SkyscraperPage Forum

SkyscraperPage Forum (https://skyscraperpage.com/forum/index.php)
-   City Discussions (https://skyscraperpage.com/forum/forumdisplay.php?f=24)
-   -   How Is Covid-19 Impacting Life in Your City? (https://skyscraperpage.com/forum/showthread.php?t=242036)

mhays May 24, 2020 6:33 PM

Nearly 6% of the known US cases have died. Your "99.9" is BS and you know it.

The real number is certainly lower than 6% because we miss a large percentage of cases due to lack of testing, and probably do catch most deaths. But the point remains whether it's actually 1% or 5%.

the urban politician May 24, 2020 6:40 PM

Quote:

Originally Posted by mhays (Post 8931341)
Nearly 6% of the known US cases have died.
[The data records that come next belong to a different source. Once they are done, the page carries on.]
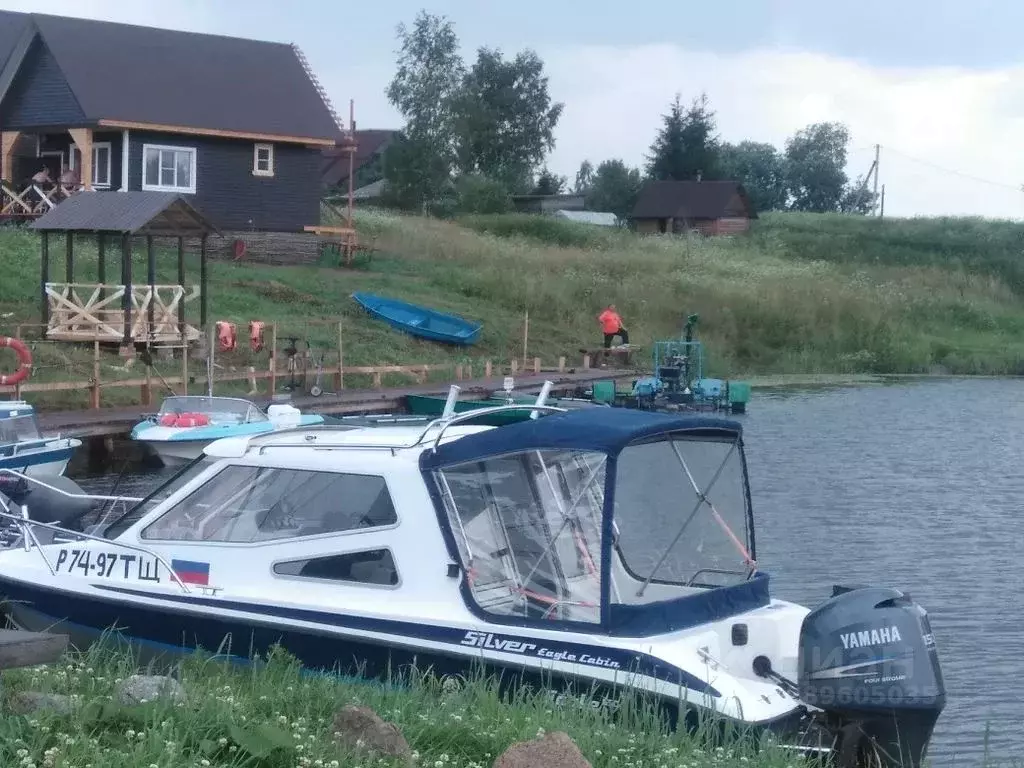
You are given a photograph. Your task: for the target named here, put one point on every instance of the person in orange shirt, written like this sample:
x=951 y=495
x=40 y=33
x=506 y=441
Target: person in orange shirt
x=612 y=326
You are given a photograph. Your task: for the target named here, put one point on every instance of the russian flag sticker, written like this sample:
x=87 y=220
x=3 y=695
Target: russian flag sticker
x=192 y=571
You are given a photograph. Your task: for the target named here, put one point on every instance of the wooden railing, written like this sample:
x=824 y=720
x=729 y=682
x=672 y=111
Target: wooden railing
x=92 y=311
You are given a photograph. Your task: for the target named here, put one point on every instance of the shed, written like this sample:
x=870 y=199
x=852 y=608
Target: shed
x=151 y=312
x=708 y=207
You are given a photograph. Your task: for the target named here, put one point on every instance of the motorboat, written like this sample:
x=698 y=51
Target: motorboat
x=185 y=424
x=585 y=552
x=23 y=446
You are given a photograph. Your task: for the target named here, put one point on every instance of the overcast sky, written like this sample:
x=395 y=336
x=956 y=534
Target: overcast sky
x=939 y=84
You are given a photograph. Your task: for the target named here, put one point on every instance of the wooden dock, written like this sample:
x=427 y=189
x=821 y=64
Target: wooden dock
x=110 y=422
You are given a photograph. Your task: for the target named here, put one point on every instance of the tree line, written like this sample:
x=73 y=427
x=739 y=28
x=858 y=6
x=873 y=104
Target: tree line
x=475 y=135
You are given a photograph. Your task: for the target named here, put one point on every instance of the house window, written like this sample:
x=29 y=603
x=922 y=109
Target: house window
x=263 y=160
x=252 y=505
x=373 y=566
x=169 y=168
x=100 y=163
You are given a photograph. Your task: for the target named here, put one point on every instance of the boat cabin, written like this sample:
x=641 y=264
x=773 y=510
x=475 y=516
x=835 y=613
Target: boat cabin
x=609 y=519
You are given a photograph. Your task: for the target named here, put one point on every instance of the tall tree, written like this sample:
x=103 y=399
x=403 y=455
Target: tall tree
x=424 y=90
x=614 y=188
x=686 y=146
x=815 y=167
x=585 y=177
x=549 y=182
x=505 y=118
x=760 y=168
Your "99.9" is BS and you know it.

The real number is certainly lower than 6% because we miss a large percentage of cases due to lack of testing, and probably do catch most deaths. But the point remains whether it's actually 1% or 5%.

You have absolutely zero evidence that the mortality rate of this infection is between 1-5% and if you are claiming so then you are pulling that out of your ass.

Nobody knows, we will only know in the future upon retrospect after a long, hard look at years of data.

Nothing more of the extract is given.